What is the word for equal opportunity?
▲ The state of being unbiased. balance. impartiality. fairness.
How does equal opportunity affect the workplace?
“ Equal Opportunity can deliver financial and human advantages to your business and workplace.” Equal Opportunity means delivering fair outcomes to your staff and customers. It also means you have to prevent discrimination, harassment, bullying and victimisation. Discrimination can be direct or indirect.
What does equal opportunity mean in the workplace?
The term “equal opportunities” is a broadly used phrase which promotes the idea that everyone within an organisation should have an equal chance to apply and be selected for posts, to be trained and/or promoted and to have their employment terminated equally and fairly.১৭ মার্চ, ২০২১
What is your understanding of equal opportunities?
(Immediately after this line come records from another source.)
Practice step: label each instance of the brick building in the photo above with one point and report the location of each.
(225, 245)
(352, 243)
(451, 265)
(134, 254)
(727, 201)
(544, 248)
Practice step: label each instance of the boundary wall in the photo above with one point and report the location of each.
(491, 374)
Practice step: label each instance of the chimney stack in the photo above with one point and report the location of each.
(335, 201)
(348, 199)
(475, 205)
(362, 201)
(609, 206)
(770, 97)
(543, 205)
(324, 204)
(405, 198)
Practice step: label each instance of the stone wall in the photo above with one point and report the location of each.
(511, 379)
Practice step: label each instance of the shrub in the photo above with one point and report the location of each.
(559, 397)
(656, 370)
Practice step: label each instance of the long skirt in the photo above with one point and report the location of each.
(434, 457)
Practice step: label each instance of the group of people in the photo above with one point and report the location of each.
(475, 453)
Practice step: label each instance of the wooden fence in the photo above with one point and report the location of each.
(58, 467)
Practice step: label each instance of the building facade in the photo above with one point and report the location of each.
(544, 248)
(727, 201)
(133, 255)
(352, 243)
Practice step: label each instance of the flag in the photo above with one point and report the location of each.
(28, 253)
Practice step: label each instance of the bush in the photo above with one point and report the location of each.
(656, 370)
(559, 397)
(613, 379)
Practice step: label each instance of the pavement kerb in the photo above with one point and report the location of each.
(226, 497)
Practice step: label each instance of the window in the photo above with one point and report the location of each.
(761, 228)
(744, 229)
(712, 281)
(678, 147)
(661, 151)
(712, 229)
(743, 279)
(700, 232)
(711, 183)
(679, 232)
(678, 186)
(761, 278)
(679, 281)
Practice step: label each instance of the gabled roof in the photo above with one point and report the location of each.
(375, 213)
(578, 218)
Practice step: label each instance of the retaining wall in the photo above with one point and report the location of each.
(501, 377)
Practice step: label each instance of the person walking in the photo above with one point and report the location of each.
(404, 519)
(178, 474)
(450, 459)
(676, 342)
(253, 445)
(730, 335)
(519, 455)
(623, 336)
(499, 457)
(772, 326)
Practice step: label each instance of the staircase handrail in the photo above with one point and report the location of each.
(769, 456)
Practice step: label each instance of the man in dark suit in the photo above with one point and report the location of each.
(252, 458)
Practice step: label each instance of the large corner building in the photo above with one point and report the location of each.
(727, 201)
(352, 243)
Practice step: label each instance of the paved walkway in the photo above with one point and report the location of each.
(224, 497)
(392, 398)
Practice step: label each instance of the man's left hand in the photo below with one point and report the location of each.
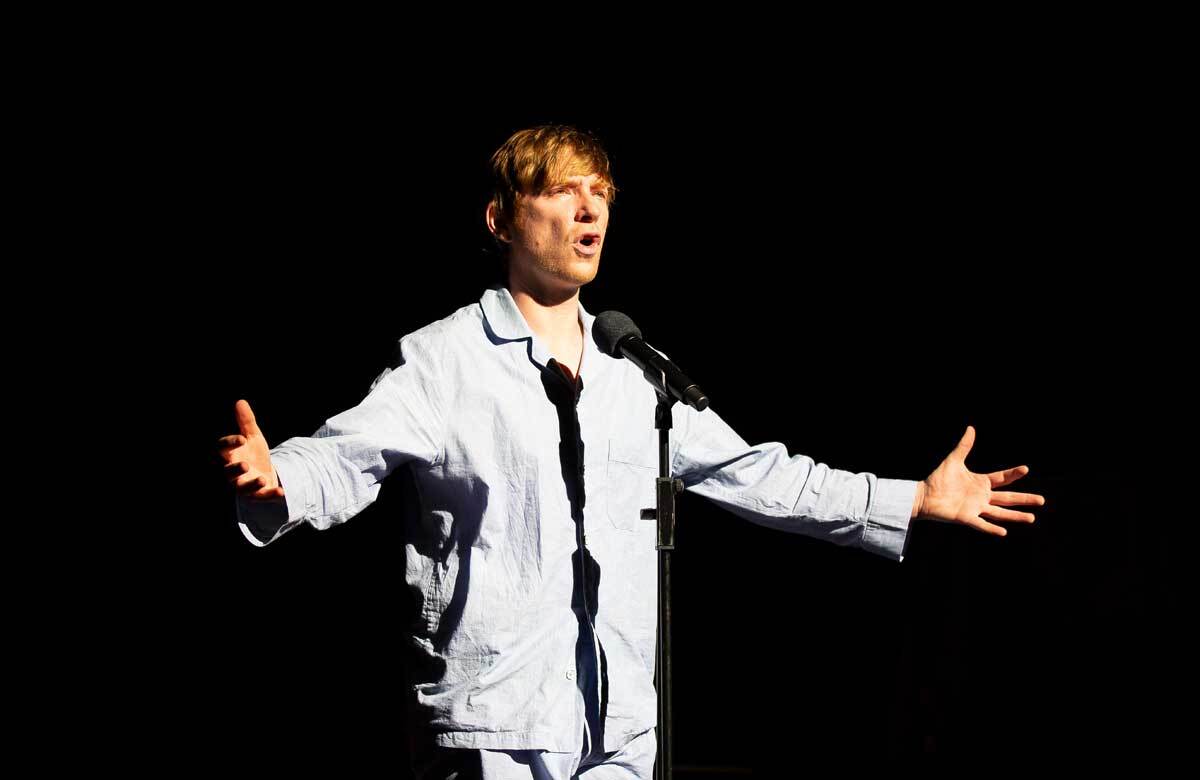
(955, 495)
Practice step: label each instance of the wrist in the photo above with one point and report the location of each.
(918, 501)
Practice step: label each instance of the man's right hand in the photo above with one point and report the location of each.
(247, 459)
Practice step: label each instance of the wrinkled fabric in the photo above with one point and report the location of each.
(533, 570)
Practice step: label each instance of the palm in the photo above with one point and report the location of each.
(957, 495)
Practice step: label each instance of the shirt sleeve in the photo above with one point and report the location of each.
(768, 486)
(336, 473)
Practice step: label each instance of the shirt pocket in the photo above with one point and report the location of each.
(631, 469)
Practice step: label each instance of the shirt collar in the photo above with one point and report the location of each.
(507, 323)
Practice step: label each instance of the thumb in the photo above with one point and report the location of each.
(965, 443)
(246, 424)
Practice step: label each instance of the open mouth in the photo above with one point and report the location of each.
(588, 244)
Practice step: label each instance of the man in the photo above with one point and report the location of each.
(532, 454)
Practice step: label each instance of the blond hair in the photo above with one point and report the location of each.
(534, 160)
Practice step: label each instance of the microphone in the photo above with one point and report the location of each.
(618, 337)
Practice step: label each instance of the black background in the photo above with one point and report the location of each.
(857, 259)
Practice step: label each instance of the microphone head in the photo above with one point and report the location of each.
(609, 330)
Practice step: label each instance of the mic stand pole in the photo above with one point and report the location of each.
(666, 490)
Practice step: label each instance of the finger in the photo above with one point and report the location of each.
(246, 423)
(1005, 498)
(995, 513)
(1008, 475)
(268, 495)
(965, 443)
(231, 442)
(251, 481)
(233, 471)
(988, 528)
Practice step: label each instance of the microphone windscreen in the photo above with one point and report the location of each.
(610, 328)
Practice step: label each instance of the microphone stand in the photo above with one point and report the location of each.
(665, 490)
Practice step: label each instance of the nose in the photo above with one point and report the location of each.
(588, 209)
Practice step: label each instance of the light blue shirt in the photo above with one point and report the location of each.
(490, 551)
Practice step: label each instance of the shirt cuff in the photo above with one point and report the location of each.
(889, 517)
(263, 522)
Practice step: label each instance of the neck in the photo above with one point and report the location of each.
(553, 317)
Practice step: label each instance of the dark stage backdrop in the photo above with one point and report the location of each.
(856, 273)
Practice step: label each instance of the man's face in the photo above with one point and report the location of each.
(558, 234)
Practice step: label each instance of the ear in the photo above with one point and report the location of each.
(495, 226)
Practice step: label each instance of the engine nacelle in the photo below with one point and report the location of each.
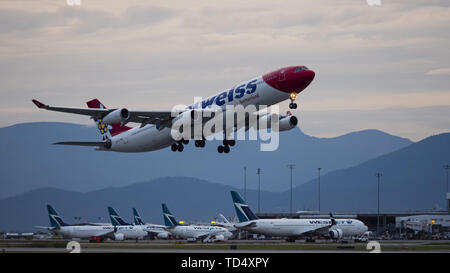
(287, 123)
(186, 118)
(117, 116)
(118, 237)
(163, 235)
(336, 234)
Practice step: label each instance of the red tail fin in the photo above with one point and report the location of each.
(115, 128)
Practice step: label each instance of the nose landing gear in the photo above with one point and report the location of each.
(200, 143)
(292, 97)
(226, 146)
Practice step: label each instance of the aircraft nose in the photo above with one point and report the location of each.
(309, 76)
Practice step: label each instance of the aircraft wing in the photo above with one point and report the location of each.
(147, 117)
(48, 228)
(321, 230)
(204, 235)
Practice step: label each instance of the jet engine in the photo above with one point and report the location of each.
(186, 118)
(336, 234)
(287, 123)
(117, 116)
(118, 237)
(163, 235)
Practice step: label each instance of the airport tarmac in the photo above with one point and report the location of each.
(235, 246)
Equal opportunity means that all people will be treated equally or similarly and not disadvantaged by prejudices or bias. This means that the best person for a job or a promotion is the person who earns that position based on qualifications, experience and knowledge. Workplace diversity values everyone’s differences.
What is your understanding of equal opportunities and diversity?
Equality is about ensuring everybody has an equal opportunity, and is not treated differently or discriminated against because of their characteristics. Diversity is about taking account of the differences between people and groups of people, and placing a positive value on those differences.
What is equity example?
Equity is the ownership of any asset after any liabilities associated with the asset are cleared. For example, if you own a car worth $25,000, but you owe $10,000 on that vehicle, the car represents $15,000 equity. It is the value or interest of the most junior class of investors in assets.
What is equity in simple words?
What Is Equity? Put simply, equity is ownership of an asset of value. Ownership is created when the owner contributes to the financing of the asset purchase. Another way to finance the asset purchase is with debt. The amount of equity used to purchase an asset is relative to the amount of debt.